Soudain, Jawad sort de ses gonds

Vendredi 26 janvier, les questions de bouche se sont de nouveau invitées lorsqu'il évoque ses enfants : « Je leur achète à manger, y a pas un jour où ils ont pas leurs Granola, leurs Pépito, leurs gâteaux préférés. Mon fils, il m'adore. Je les amène au McDo, je leur achète des glaces ». L'échange avec Me Georges Holleaux, avocat de nombreuses victimes du 13 novembre, semble donc bien débuter. Mais soudain, le ton monte et Jawad sort de ses gonds, menace : « Vous me traitez comme un chien devant les médias. Je vais venir vous voir dans votre cabinet ! ». Scandale, les avocats se lèvent, la présidente suspend les débats.

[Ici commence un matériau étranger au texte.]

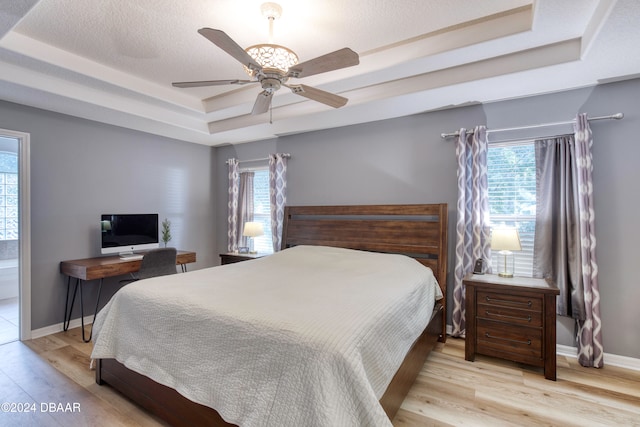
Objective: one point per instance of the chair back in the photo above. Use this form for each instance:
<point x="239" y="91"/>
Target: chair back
<point x="157" y="262"/>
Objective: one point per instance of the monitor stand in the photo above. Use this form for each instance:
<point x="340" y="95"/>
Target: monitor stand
<point x="129" y="256"/>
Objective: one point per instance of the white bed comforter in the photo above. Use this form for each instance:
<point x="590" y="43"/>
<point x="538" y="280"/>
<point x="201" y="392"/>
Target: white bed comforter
<point x="309" y="336"/>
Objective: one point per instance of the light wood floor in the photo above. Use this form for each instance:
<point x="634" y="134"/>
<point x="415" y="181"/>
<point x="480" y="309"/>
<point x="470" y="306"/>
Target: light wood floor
<point x="448" y="392"/>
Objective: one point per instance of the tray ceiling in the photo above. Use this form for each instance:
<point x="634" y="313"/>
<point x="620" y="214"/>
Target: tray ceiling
<point x="114" y="60"/>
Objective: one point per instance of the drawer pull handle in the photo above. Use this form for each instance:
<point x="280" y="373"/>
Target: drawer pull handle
<point x="528" y="303"/>
<point x="528" y="318"/>
<point x="488" y="335"/>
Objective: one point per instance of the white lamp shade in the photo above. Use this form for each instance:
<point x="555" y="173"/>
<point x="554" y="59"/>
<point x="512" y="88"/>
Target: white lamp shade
<point x="253" y="229"/>
<point x="505" y="239"/>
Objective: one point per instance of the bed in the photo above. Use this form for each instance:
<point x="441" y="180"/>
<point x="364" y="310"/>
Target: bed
<point x="419" y="231"/>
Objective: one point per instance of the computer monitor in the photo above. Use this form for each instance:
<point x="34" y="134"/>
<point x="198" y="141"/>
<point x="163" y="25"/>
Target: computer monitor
<point x="128" y="233"/>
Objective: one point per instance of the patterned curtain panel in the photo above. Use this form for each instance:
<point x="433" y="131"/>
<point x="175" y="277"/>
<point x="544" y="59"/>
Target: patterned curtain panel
<point x="277" y="195"/>
<point x="245" y="206"/>
<point x="232" y="205"/>
<point x="472" y="225"/>
<point x="590" y="348"/>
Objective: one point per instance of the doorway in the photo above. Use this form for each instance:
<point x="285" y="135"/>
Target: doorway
<point x="15" y="295"/>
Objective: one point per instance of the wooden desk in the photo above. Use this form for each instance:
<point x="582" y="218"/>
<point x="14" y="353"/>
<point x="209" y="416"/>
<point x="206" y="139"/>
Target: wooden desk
<point x="100" y="268"/>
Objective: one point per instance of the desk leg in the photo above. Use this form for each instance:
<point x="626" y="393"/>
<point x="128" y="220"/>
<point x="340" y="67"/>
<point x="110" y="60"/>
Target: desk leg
<point x="67" y="314"/>
<point x="84" y="338"/>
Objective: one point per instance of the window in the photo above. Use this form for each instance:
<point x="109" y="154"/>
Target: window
<point x="262" y="210"/>
<point x="8" y="196"/>
<point x="511" y="170"/>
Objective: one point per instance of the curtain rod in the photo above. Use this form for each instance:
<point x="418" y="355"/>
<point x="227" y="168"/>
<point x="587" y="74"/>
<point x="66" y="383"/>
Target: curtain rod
<point x="616" y="116"/>
<point x="288" y="156"/>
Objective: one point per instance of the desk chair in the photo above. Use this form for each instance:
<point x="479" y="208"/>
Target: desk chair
<point x="156" y="262"/>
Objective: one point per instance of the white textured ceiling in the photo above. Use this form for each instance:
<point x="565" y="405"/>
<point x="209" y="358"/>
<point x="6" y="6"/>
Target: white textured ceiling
<point x="114" y="60"/>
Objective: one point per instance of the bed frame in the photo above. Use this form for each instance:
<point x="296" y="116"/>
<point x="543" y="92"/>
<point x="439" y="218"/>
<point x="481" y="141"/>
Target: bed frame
<point x="419" y="231"/>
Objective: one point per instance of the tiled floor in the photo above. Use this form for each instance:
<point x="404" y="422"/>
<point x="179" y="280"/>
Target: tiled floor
<point x="9" y="320"/>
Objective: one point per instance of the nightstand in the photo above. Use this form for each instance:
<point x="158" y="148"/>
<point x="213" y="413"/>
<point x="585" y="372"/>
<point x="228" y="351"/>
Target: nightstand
<point x="511" y="318"/>
<point x="231" y="257"/>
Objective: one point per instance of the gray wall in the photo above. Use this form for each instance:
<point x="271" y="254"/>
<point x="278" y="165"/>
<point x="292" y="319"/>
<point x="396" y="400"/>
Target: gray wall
<point x="405" y="161"/>
<point x="80" y="169"/>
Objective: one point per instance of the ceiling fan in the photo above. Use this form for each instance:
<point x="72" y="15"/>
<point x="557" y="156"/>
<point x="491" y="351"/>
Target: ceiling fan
<point x="272" y="66"/>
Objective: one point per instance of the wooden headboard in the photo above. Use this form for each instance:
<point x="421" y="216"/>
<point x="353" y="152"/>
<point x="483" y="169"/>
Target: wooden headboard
<point x="419" y="231"/>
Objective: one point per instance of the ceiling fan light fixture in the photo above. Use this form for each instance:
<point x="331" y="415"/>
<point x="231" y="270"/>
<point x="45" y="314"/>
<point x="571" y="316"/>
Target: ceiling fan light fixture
<point x="272" y="58"/>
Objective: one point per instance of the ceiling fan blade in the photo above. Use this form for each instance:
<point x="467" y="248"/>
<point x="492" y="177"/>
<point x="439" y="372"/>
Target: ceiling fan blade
<point x="328" y="98"/>
<point x="226" y="43"/>
<point x="331" y="61"/>
<point x="212" y="83"/>
<point x="263" y="102"/>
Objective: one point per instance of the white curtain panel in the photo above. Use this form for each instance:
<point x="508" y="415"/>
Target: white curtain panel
<point x="590" y="348"/>
<point x="277" y="195"/>
<point x="472" y="225"/>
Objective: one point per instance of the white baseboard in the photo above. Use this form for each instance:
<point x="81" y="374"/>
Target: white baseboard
<point x="609" y="359"/>
<point x="59" y="327"/>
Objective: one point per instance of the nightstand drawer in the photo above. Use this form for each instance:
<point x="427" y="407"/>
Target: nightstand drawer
<point x="493" y="336"/>
<point x="526" y="302"/>
<point x="514" y="316"/>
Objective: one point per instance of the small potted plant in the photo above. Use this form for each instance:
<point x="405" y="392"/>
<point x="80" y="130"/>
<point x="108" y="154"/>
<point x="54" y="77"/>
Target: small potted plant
<point x="166" y="231"/>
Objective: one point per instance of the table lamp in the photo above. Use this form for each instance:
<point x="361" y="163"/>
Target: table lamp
<point x="505" y="240"/>
<point x="251" y="230"/>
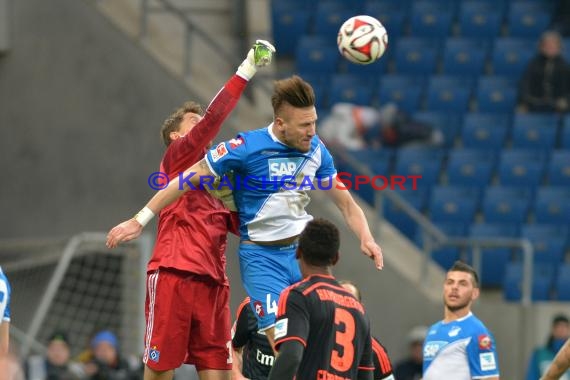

Une heure se passe, le temps de calmer l'esprit échauffé, mais toujours bouillonnant. A la reprise de l'audience, Bendaoud fait amende honorable : « Je voudrais m'excuser. Je tiens à m'excuser pour l'altercation. Mais je peux pas parler avec des gens qui me lynchent à la télé. Je me réserve le droit au silence. Finish, terminé ! ».

Le naturel revient au galop et les questions de Me Holleaux agacent : « Il prend les gens pour des cons ou quoi ? ». « Taisez-vous ! », « On dirait que vous êtes perché sur un arbre et on va avoir du mal à vous faire descendre ». « Y a des mecs à ma place, ils se seraient coupé les testicules, ils les auraient mis dans une barquette et ils auraient dit : tiens voilà mes couilles ». L'avocat tente de reprendre le fil malgré les invectives, les menaces et les propos outranciers. Le ton monte encore lorsque Me Holleaux l'interroge sur son empreinte ADN retrouvé mélangée à celle du terroriste Abaaoud sur un rouleau d'adhésif ainsi que sur un autre qui menait les fils au bouton pressoir d'une ceinture d'explosifs activée lors de l'assaut à Saint-Denis. Ainsi que Paris Match l'a révélé lundi 22 janvier sur son site Internet , il s'agit d'un des éléments sur lesquels l'avocat s'appuie, soutenu par tous ses collègues, pour demander la requalification des faits en « acte terroriste ».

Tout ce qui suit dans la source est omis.